At distance, it is just a grey cliff. Muggles might spend a second thought on why it stands out, but not a third. Geologists are different, if something stands out, it is hard and hard often means special. A dike, a pegmatite, a hard layer – or a coral reef. One needs to go to the foot of the reef to understand its true nature.
Holes everywhere, most small, some larger. The coral reef wall looks like a big sponge where the production process went wrong, and inflation stopped halfway. Some of these probably are holes after shells that have eroded out, some are karst holes. The rock itself is massive, grey, and built of a mix of many tiny, fingered corals and other reef building organisms, shell and clam fragments, grains and mud from eroded from the reef. Here and there, networks of rib corals stand out, harder than the host rock.
There is no oil in the Yermak reef, but if there had been, it would assemble in those holes. If it could get in there… Oil comes from a source rock, a rock rich in organic material, usually algae, that is buried, heated and converts the organic matter to oil. The oil then floats into the reservoir so we can drill and produce it. But a very common problem with carbonates is that they are like a cheese with holes: Lots of holes with volume to fill – good porosity – but since the holes are not connected, oil cannot go into them – no permeability – so they are filled with the water that remains from the formation. In many cases, oil floats because of later developed fractures, when Mother Nature and Father Tectonics do some natural “fracking”, by stretching, folding or squeezing the rock.
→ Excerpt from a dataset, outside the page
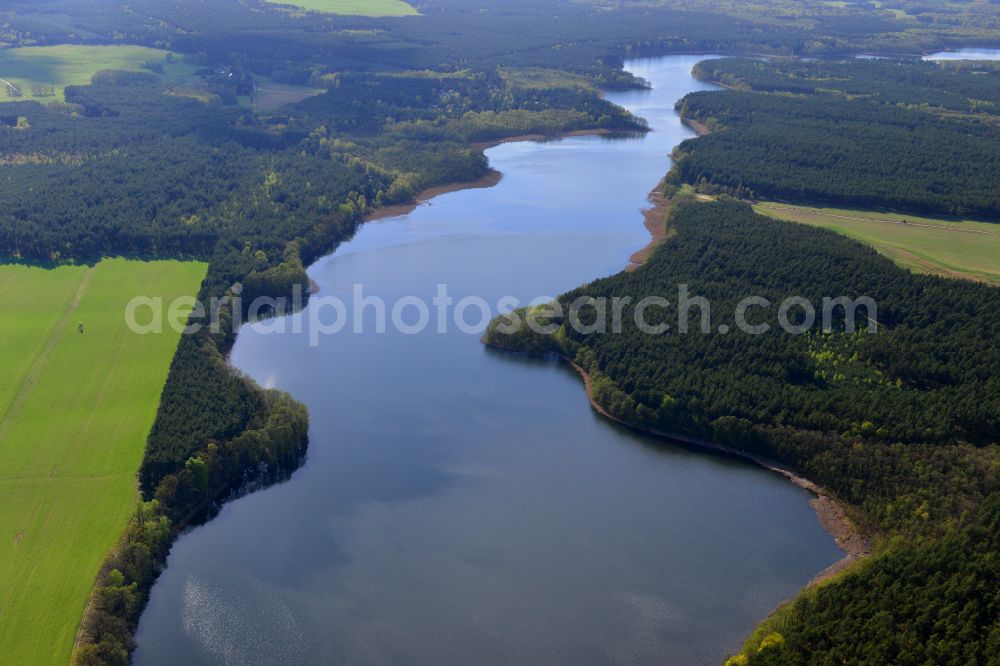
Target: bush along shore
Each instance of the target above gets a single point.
(217, 433)
(905, 442)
And there have been lots of squeezing and folding near Perm, from the Uralian orogeny that tied Siberia to the European plate and created the big continent in the late Paleozoic. Although Yermak himself seems to have fought off the crunch, the push in front of the Ural mountain chain has, on a larger scale, folded and thrusted the rocks into structures that often constitute oil fields. On smaller scale, it has also “fracked” them, so oil can flow in and out, into the wells in “Lukoil land”.
If oil comes in, how does oil in a reservoir look like? Muggles often think of reservoirs as holes in the ground, filled with oil seas, but, as you have seen, they are more like rigid sponges. In petroleum wells, it is common to carve out pieces of the reservoir rock as the well goes through it – “taking cores” in oil-speak – and these will be brown or black from the oil.
Lukoil has a core analysis shop in Kungur, a city south of Perm, where they conduct analyses of cores from their oil wells all over Russia. On the tables were served freshly lifted and cut cores, stained with brown or black oil. Note how the oil is patchly distributed in the rocks, even after millions of years in the ground – some parts of the rock just is too tight.
In the core shop, the they are put through all kinds of purgatory: high-pressure piston chambers to test porosity, boiled in oil and soked in mercury (!) to test permeability – how easy oil floats through the rock. Such analysis is very important, because it can tell the difference between finding oil, and finding oil that can be produced for profit.